But what if a male is wired like Addie? “I do have standards, and I would be happy to come to your naked party, but no… the evening is not going to end in the bedroom. I just think it’s more fun to party naked!” A girl saying that sounds credible. A guy saying that sounds like a wolf in no clothing.

Seems there was a trend ten or fifteen years ago that was particularly prevalent at Ivy League colleges called, quite simply, naked parties. My read on it was that there were intelligent young people who were seeking to be more real with one another, and in an effort to accomplish that, everyone would check their clothing at the door, somehow in agreement of an unspoken code of ethics that this will be just like any other party, except, hey – it feels genuine and refreshing to reveal our naked selves in a social context.

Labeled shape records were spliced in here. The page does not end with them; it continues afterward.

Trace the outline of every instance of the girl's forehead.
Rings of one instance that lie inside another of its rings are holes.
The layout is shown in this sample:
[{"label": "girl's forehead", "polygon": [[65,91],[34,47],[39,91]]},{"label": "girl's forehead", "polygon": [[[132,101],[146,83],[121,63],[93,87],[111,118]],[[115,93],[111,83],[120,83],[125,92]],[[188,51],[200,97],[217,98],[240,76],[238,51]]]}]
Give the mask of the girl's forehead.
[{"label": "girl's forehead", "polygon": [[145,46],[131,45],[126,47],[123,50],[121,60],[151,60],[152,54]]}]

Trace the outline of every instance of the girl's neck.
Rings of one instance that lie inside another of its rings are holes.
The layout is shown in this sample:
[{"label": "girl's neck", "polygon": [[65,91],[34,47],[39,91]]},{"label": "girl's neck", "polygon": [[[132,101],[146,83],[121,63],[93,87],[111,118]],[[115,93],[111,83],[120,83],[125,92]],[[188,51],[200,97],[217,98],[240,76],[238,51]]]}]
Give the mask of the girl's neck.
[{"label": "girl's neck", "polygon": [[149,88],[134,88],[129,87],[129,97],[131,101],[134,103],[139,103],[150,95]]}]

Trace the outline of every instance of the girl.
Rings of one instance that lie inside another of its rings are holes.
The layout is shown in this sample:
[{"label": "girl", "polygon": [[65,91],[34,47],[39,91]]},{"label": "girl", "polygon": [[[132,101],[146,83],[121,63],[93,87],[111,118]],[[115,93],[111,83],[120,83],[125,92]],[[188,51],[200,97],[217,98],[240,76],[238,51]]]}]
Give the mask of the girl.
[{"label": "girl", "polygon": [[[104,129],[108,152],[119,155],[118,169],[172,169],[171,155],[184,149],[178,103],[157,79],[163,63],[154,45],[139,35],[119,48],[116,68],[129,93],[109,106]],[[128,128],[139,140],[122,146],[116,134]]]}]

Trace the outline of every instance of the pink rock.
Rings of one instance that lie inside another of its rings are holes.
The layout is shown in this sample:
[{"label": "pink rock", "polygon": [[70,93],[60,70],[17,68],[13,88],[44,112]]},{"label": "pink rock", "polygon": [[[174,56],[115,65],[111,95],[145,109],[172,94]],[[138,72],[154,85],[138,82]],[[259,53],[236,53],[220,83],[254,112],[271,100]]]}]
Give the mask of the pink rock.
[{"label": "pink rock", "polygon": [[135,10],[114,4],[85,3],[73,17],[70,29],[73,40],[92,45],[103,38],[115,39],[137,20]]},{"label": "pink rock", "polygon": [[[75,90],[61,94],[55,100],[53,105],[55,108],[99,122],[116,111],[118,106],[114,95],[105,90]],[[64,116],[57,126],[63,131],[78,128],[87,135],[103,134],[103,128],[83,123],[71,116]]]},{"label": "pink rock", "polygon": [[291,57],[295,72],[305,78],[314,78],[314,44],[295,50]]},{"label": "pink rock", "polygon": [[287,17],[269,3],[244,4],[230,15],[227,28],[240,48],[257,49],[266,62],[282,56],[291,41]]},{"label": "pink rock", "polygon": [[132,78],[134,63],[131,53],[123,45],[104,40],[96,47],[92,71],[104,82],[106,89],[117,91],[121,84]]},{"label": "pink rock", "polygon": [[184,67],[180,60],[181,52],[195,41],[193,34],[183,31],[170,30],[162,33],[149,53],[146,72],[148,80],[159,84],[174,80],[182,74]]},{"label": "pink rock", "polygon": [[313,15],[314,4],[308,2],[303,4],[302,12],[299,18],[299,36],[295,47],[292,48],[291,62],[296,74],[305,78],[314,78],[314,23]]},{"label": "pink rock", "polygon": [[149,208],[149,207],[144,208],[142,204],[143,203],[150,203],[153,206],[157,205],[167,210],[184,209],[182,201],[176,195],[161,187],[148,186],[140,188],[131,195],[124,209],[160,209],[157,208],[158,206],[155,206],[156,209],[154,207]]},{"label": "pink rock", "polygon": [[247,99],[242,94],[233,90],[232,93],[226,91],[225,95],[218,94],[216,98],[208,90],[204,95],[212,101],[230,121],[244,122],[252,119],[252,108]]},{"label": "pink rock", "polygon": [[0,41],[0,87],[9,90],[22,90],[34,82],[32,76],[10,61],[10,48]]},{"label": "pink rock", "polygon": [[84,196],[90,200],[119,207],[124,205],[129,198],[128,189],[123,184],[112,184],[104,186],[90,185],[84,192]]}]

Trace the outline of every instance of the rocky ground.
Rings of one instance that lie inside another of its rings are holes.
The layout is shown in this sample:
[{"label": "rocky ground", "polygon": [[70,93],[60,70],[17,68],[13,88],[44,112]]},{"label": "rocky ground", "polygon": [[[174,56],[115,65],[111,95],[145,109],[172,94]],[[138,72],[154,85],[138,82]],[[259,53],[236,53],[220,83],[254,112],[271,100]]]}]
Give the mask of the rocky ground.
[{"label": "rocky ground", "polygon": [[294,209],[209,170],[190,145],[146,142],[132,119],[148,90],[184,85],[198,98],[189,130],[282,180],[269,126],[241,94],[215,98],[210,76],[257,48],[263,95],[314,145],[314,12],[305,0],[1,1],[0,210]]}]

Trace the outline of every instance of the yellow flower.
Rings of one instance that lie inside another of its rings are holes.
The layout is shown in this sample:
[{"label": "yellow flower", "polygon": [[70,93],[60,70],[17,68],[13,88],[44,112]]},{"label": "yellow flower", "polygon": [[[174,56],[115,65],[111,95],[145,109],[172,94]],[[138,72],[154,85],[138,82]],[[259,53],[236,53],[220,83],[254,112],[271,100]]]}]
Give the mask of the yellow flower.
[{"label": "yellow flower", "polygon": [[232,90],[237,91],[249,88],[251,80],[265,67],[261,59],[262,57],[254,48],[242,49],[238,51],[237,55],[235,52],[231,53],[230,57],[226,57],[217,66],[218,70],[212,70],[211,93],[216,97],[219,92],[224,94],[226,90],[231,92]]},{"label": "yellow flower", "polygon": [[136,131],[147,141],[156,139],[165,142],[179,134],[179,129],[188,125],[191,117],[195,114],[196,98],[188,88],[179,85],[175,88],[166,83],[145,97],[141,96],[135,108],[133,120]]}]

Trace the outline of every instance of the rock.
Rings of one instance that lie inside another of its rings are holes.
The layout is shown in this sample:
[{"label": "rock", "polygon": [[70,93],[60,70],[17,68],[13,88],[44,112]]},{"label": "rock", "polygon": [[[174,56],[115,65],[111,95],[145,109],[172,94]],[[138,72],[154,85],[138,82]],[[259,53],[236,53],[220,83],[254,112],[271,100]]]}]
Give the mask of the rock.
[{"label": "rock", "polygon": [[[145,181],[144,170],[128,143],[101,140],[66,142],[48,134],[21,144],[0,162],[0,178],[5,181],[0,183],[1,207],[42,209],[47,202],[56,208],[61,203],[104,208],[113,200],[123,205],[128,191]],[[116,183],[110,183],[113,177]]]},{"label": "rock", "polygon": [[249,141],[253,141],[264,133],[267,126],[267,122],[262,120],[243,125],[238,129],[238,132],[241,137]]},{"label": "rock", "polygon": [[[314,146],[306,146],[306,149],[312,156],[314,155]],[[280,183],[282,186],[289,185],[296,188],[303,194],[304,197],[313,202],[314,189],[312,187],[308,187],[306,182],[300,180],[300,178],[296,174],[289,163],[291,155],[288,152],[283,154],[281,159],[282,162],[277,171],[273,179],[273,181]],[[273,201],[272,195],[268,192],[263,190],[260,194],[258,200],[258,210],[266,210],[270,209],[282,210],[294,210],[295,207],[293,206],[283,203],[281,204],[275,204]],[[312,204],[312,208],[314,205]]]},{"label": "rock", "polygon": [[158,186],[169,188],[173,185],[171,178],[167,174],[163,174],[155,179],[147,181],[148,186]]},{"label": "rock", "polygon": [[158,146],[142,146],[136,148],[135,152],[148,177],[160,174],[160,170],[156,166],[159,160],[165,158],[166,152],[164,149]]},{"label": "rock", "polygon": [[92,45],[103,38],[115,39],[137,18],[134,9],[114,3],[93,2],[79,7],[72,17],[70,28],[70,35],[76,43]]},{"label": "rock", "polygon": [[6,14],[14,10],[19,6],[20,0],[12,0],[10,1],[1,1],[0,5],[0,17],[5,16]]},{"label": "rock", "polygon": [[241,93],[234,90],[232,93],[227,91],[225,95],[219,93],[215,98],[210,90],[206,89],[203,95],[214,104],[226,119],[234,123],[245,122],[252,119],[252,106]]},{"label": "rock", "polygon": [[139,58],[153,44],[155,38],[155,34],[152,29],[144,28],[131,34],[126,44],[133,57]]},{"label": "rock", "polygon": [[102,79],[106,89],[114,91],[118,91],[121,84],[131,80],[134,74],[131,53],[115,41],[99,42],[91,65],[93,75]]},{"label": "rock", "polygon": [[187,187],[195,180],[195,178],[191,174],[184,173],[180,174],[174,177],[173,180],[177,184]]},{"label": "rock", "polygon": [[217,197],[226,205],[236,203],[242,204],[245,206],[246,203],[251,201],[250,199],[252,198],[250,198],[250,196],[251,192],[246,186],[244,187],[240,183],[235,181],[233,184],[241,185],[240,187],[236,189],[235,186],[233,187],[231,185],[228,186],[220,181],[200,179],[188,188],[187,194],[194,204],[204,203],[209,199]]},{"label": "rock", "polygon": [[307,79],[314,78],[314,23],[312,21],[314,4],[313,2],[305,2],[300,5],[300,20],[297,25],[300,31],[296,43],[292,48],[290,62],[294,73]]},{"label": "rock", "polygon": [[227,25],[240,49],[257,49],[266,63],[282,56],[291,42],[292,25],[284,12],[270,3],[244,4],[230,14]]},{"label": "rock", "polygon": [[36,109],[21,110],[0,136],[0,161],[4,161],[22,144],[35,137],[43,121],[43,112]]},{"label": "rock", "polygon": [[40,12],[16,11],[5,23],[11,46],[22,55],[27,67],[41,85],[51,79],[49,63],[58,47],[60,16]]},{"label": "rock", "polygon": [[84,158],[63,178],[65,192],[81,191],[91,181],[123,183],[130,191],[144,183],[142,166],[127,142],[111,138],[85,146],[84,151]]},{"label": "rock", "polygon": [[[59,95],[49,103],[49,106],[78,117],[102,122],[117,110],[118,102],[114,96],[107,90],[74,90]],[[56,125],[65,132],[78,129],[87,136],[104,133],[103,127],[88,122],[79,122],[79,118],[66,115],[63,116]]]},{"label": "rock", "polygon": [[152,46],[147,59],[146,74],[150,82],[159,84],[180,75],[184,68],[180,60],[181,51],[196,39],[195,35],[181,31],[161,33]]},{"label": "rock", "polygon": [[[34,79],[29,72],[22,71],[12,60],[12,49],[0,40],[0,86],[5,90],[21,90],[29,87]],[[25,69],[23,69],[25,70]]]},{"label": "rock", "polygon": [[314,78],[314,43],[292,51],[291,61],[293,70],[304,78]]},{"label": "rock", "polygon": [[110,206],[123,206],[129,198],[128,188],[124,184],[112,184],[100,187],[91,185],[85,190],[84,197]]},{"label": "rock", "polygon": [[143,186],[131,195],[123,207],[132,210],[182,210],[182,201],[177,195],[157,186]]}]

Has that gone away? Was it a failed experiment where those events morphed into unbridled orgies? Or are we simply a society on an increasingly conservative trajectory that has caved to the fact of an ideology that says, “I’m a weak human and I’m about to get drunk, and naked or not, I’m sorry I can’t be responsible for my actions by the end of the night! If we’re all naked and drunk, I’m sorry I ended up on top of you.” Hmm… that may not subscribe to the tenants of anyone’s naturist charter.

I should be clear, I’m not trying to make this into a #metoo for males. In fact, perhaps pointing out that most men, especially straight men, are not comfortable with their bodies, or their self-image, or how they are perceived by others, or to be specific, their ability to exert self-control amidst visual stimulation. (That’s clearly a problem even in situations where NOBODY is naked!)

Nick and Lins: Naked Wanderings

Despite the fact that I’m well beyond Addie’s age bracket, I have to say, I’m quite envious of her ability to advocate for the naturist cause. I’d love to join the crusade, but as a guy, I’m just not sure it would play out quite the same way.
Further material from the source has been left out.